Note: Images are intended as a visual representation of the scale of potential impacts. Model results pertain to average change in annual snowfall rather than impact on any particular snowfall event. Image Credit: Bob Bernal
Mid- and End-of-Century Snowfall in the Los Angeles Region is the second in a series to consider regional climate impacts throughout Los Angeles. This study details stunning impacts to regional mountains. Find out what local media has to say.
A Changing Landscape
Los Angeles has long been known as an iconic region where you can hit the slopes in the mountains in the morning and make it to the beach to catch the waves by sunset. As our climate changes, this may no longer be a reality.
By 2050, Los Angeles area mountains will lose a substantial amount of snowfall:
- The region’s mountains may see a reduction in snowfall of up to 42% of their annual averages, if greenhouse gas emissions continue to increase.
- If immediate efforts are made to substantively reduce emissions through mitigation, mid-century loss of snow will be limited to 31%.
By the end of the century, the contrast between action and inaction is stark:
- Under the mitigation scenario, the loss of snowfall stabilizes and is not much worse than the 31% seen by mid-century.
- However if emissions are not curbed, the mountains will lose 66% of their snowfall by the end of the century, compared with present day.
This study provides the best-yet estimates of how climate change will impact snowfall in Southern California mountains, including communities of Wrightwood, Lake Arrowhead, Big Bear and Idyllwild. They are the only estimates available that assess climate change on a community-by-community scale.

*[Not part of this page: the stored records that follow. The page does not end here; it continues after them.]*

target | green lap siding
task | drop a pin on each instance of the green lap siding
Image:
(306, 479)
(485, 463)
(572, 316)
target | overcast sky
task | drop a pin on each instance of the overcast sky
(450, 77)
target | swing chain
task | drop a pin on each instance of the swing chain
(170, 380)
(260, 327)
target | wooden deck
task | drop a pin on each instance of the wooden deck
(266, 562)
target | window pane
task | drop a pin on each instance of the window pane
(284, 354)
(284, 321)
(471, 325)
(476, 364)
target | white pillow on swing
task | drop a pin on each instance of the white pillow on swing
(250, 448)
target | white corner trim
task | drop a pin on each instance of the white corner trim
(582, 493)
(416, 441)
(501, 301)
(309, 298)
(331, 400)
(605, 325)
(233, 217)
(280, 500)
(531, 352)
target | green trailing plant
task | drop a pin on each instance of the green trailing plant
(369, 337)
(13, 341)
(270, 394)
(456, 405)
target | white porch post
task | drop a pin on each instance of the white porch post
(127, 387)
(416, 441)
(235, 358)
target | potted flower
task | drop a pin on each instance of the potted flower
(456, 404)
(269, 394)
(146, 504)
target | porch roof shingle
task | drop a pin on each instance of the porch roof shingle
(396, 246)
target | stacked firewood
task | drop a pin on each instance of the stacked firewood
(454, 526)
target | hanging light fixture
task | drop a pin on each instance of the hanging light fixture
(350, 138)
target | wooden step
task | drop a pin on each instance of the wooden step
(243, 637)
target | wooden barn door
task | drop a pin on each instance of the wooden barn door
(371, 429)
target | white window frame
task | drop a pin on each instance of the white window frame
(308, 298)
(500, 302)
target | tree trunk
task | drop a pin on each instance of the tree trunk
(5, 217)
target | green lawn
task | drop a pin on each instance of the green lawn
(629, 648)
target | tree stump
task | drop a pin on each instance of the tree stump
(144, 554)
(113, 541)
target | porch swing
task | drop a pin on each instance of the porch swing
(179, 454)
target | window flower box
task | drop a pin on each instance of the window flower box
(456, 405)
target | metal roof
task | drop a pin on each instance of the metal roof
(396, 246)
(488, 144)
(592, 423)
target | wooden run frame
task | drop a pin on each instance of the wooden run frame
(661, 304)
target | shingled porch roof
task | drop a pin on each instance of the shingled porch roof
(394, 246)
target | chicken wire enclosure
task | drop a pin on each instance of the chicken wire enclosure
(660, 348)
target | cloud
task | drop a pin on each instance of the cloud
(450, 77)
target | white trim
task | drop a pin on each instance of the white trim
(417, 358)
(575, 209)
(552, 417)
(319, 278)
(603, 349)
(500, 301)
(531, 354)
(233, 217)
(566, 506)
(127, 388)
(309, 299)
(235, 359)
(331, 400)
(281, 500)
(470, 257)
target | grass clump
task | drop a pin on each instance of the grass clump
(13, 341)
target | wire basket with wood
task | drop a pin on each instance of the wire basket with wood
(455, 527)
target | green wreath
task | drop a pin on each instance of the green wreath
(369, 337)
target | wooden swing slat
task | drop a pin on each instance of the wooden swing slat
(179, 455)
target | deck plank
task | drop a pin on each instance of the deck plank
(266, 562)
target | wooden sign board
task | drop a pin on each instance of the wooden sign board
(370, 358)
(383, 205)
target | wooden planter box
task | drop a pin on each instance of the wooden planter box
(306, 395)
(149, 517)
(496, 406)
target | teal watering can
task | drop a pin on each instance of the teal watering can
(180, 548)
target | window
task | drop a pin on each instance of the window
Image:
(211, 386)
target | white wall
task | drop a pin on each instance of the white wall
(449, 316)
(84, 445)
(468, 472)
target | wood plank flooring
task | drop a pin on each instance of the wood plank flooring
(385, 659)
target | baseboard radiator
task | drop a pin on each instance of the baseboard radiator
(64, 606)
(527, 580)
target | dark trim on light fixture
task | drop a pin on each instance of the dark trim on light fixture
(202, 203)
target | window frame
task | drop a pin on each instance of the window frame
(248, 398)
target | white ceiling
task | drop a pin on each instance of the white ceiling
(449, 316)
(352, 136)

The study’s results indicate that whether or not we take action to rein in greenhouse gas emissions, substantial snowfall loss by mid-century is inevitable, and we have to adapt to these changes. However, by end-of-century, cutting greenhouse gases curbs further loss of snowfall—indicating that mitigation is an important strategy for preserving snow in the region.
Impacts on Angelenos
Although this study addresses climate change impacts on snowfall only, rising temperatures are also very likely to accelerate melting of snowpack accumulated on the ground. Scientists predict that, by 2050, seasonal snowpack is likely to melt completely an average of 16 days earlier than usual in the spring.
Less snowfall during the winter, combined with earlier snowmelt during the spring, indicates drastic changes are possible, altering important hydrological and ecosystem processes. Further research is needed to understand more specifically what to expect in terms of future water resources and critical habitat for plant and animal communities.
The Climate Change in the Los Angeles Region Project
This study is the second in a series being conducted by atmospheric scientists at UCLA, employing an innovative technique for applying global climate models to the Los Angeles region to provide detailed projections of climate change. The first study in the series, Mid-Century Warming in the Los Angeles Region, was released in June 2012.